The National Independence Party of Belize was a merger of two Belizean political parties that effectively served as the chief opposition party in Belize for practically all of its existence. It was formed in July 1958 and dissolved as part of the formation of the new United Democratic Party in 1973.

== Formation ==
The NIP was founded on July 1, 1958. Herbert Fuller was elected Leader and James Staines deputy. Other officers included: Chairman Jaime Staines, Secretary Phillip Goldson, Deputy Chairman Robert Reneau, Asst. Sec. Jeannette Buller, Treasurer C. L. B. Rogers and National Organizer Lindsay Burns.

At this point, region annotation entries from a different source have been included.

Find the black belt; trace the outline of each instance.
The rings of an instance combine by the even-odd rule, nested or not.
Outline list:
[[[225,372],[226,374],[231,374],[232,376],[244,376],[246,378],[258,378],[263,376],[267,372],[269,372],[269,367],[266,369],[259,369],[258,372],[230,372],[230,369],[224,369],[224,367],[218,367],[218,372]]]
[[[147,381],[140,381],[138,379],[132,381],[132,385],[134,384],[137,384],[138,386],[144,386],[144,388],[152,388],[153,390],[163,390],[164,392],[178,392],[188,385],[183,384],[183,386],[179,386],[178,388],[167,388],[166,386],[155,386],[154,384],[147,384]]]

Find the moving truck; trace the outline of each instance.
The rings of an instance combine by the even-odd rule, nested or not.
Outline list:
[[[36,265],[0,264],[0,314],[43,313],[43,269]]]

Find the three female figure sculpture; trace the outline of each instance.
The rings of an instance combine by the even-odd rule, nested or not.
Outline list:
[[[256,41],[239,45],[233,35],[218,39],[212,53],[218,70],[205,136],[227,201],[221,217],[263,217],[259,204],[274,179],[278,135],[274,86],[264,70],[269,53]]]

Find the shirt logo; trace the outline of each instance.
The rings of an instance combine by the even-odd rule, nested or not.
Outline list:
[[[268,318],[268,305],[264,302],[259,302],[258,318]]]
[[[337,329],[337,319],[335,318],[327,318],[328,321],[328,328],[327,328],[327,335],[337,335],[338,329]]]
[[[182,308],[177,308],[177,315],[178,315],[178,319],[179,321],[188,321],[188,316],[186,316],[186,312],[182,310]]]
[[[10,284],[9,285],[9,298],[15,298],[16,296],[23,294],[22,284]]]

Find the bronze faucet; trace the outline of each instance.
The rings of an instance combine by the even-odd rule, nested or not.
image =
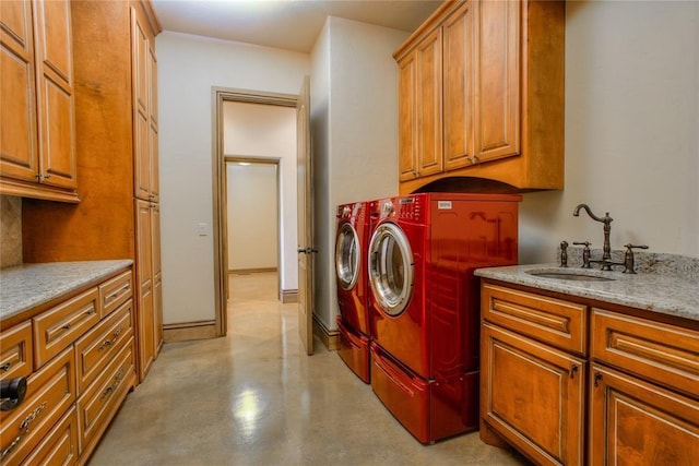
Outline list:
[[[608,212],[604,214],[604,217],[597,217],[592,213],[588,204],[578,205],[576,210],[572,211],[573,217],[577,217],[580,215],[581,208],[585,210],[590,218],[592,218],[595,222],[600,222],[604,224],[604,244],[602,247],[602,260],[591,261],[591,262],[601,262],[603,271],[611,271],[613,263],[612,263],[612,247],[609,246],[609,232],[612,231],[612,220],[614,220],[614,218],[609,217]]]

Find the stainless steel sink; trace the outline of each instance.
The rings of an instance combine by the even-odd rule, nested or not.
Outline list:
[[[580,272],[526,271],[528,274],[542,278],[565,279],[576,282],[612,282],[614,278],[591,275]]]

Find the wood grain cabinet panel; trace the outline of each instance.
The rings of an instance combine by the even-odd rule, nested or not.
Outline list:
[[[129,300],[75,342],[78,393],[85,392],[132,336],[133,301]]]
[[[27,379],[22,405],[12,411],[0,411],[2,464],[22,463],[75,397],[75,360],[69,348]]]
[[[699,332],[592,310],[592,357],[699,398]]]
[[[564,1],[446,1],[395,51],[401,194],[475,189],[463,181],[473,178],[510,186],[500,190],[562,189],[565,13]],[[417,63],[411,82],[406,60],[436,35],[440,74],[420,75]],[[434,117],[424,93],[440,98]],[[412,105],[416,122],[404,120]],[[413,146],[418,170],[410,176]]]
[[[0,377],[3,380],[28,377],[33,372],[32,322],[0,333]]]
[[[78,411],[72,407],[56,427],[42,440],[25,465],[74,465],[78,463],[80,443],[78,440]]]
[[[484,319],[548,345],[587,354],[588,307],[532,292],[484,284]]]
[[[410,53],[398,62],[399,181],[412,180],[417,177],[416,82],[415,53]]]
[[[127,271],[121,275],[99,285],[99,303],[102,318],[119,309],[123,302],[133,297],[133,273]]]
[[[472,4],[462,4],[442,27],[445,170],[473,163],[475,150]]]
[[[591,465],[697,464],[697,399],[603,366],[591,375]]]
[[[537,464],[583,464],[585,361],[485,323],[482,430]]]
[[[78,202],[69,0],[5,1],[0,193]]]
[[[123,397],[135,383],[133,339],[109,362],[90,389],[78,401],[81,455],[88,455],[116,414]]]
[[[99,321],[97,288],[34,318],[35,368],[71,345]]]
[[[482,283],[481,439],[536,464],[697,464],[696,322],[558,296]]]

District branches were in place by April 1959, and the party gained representation in the Belize City Council in December 1958, when Fuller, Staines, Rogers and Claire Gill were elected, though Meighan and Floss Cassasola campaigned as independents and cut loose from the Party for their behaviour. Another spat came when the Benque Viejo branch set itself up as the Western Independent Party under Juan Gongora and sought affiliation with the NIP, which it agreed to. The NIP also participated in constitutional consultations with Sir Hilary Blood in 1959 and 1960.

== Troubles ==
The NIP was seen as the heir of the National and Honduran Independence parties, and with the popularity of the PUP and the failure by the NIP to shake loose from elements that would have them return to their origins, the party began a run of disappointing performances that would become its main legacy.

March 1, 1961 general elections saw the NIP shut out of the House. Phillip Goldson was appointed by the Governor and subsequently assumed the post of Party Leader from Fuller, who died in March 1962. In the December 1962 City Council elections, the NIP began a run of complete shutouts that lasted until the UDP's 6-3 triumph in 1974. In the town board elections the NIP were more successful, winning two towns in 1963, five in 1966 (three outright), and sliding back to two towns in 1969 and San Ignacio only in 1972. General elections of 1965 and 1969 (in which the NIP collaborated with the breakaway PDM) saw Phillip Goldson retain both times and Edwin Morey earning a surprise victory in 1965.

With the party's loss of face and the frustrations of Belizeans evident, Goldson left to continue his education in the early 1970s and the NIP limped along until the younger, stronger PDM and Liberal Party merged with it to form the UDP in 1973.